For example, when the typical block based affine transform motion compensated prediction is applied to a video signal of a large image size such as 8K, there is a possibility that the amount of memory access relating to reference pictures exceeds the peak band of memory included in the device.
Herein, the “large image size” means that at least one of the number of pixels picWidth in the horizontal direction of the picture in depicted in
As described above, the typical block based affine transform motion compensated prediction has a problem in that the implementation cost of the video coding device and the video decoding device increases.
The present invention has an object of providing a video coding device, a video decoding device, a video coding method, a video decoding method, a program, and a video system that can reduce the amount of memory access and reduce the implementation cost in the case of using block based affine transform motion compensated prediction.

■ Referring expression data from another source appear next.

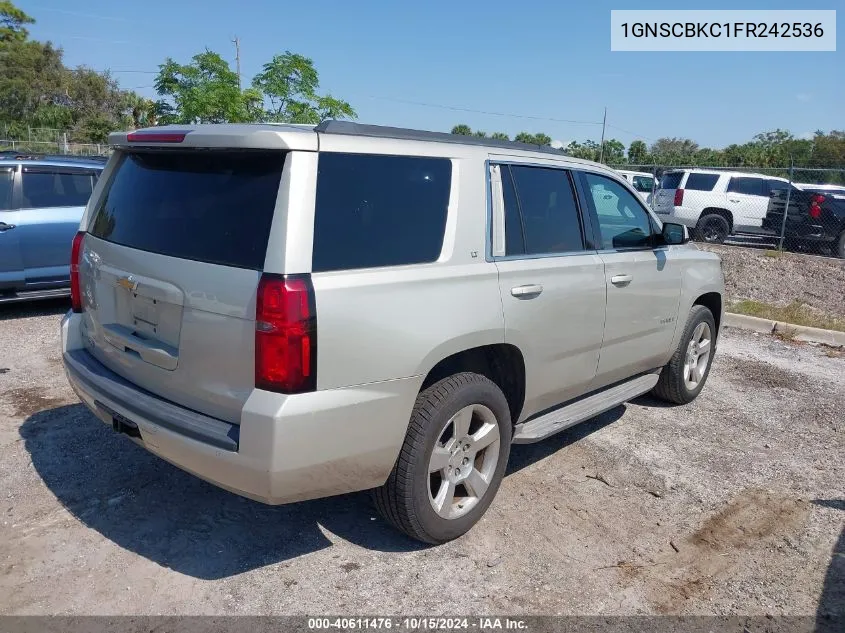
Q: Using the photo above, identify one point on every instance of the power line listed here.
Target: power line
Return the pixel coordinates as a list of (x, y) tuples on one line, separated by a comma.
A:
[(81, 15), (237, 43), (472, 111), (616, 127)]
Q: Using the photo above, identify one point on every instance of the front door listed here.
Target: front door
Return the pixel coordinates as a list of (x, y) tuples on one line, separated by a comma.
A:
[(11, 265), (643, 282), (748, 202), (551, 281)]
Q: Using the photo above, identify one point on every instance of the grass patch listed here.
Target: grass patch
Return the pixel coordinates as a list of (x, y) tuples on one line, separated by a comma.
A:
[(795, 313)]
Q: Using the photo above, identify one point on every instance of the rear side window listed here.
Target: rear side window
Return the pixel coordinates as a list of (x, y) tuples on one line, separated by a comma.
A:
[(376, 210), (55, 188), (748, 186), (210, 206), (6, 188), (701, 182), (671, 179), (547, 209), (514, 236)]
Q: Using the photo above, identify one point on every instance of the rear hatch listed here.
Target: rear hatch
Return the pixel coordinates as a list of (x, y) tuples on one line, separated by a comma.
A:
[(175, 247), (664, 197)]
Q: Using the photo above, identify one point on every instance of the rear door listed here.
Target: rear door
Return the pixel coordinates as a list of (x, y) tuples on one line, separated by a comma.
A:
[(550, 279), (176, 244), (11, 265), (52, 202), (643, 282), (748, 202), (664, 197)]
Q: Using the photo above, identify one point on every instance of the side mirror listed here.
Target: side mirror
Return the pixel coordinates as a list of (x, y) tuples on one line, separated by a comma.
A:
[(674, 234)]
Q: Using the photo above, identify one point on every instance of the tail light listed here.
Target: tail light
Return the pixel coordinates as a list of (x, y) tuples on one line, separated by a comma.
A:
[(75, 288), (285, 334), (815, 206)]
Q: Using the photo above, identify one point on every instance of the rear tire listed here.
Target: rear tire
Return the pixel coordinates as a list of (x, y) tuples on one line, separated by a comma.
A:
[(460, 422), (713, 228), (683, 378)]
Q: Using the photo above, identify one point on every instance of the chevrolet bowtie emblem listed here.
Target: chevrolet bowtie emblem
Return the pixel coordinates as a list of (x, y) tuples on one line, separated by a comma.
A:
[(130, 283)]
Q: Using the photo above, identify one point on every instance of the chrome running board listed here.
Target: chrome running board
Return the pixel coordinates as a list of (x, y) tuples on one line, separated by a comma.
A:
[(550, 423)]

A video coding device according to the present invention is a video coding device that performs video coding using a block based affine transform motion compensated prediction technique that includes a process of calculating a motion vector of each subblock using motion vectors of control points in a block, the video coding device including block based affine transform motion compensated prediction control means for controlling at least one of a block size, a prediction direction, and a motion vector precision of the subblock in the block subjected to the block based affine transform motion compensated prediction, using a coding parameter supplied from outside.
A video decoding device according to the present invention is a video decoding device that performs video decoding using a block based affine transform motion compensated prediction technique that includes a process of calculating a motion vector of each subblock using motion vectors of control points in a block, the video decoding device including block based affine transform motion compensated prediction control means for controlling at least one of a block size, a prediction direction, and a motion vector precision of the subblock in the block subjected to the block based affine transform motion compensated prediction, using at least a coding parameter extracted from a bitstream.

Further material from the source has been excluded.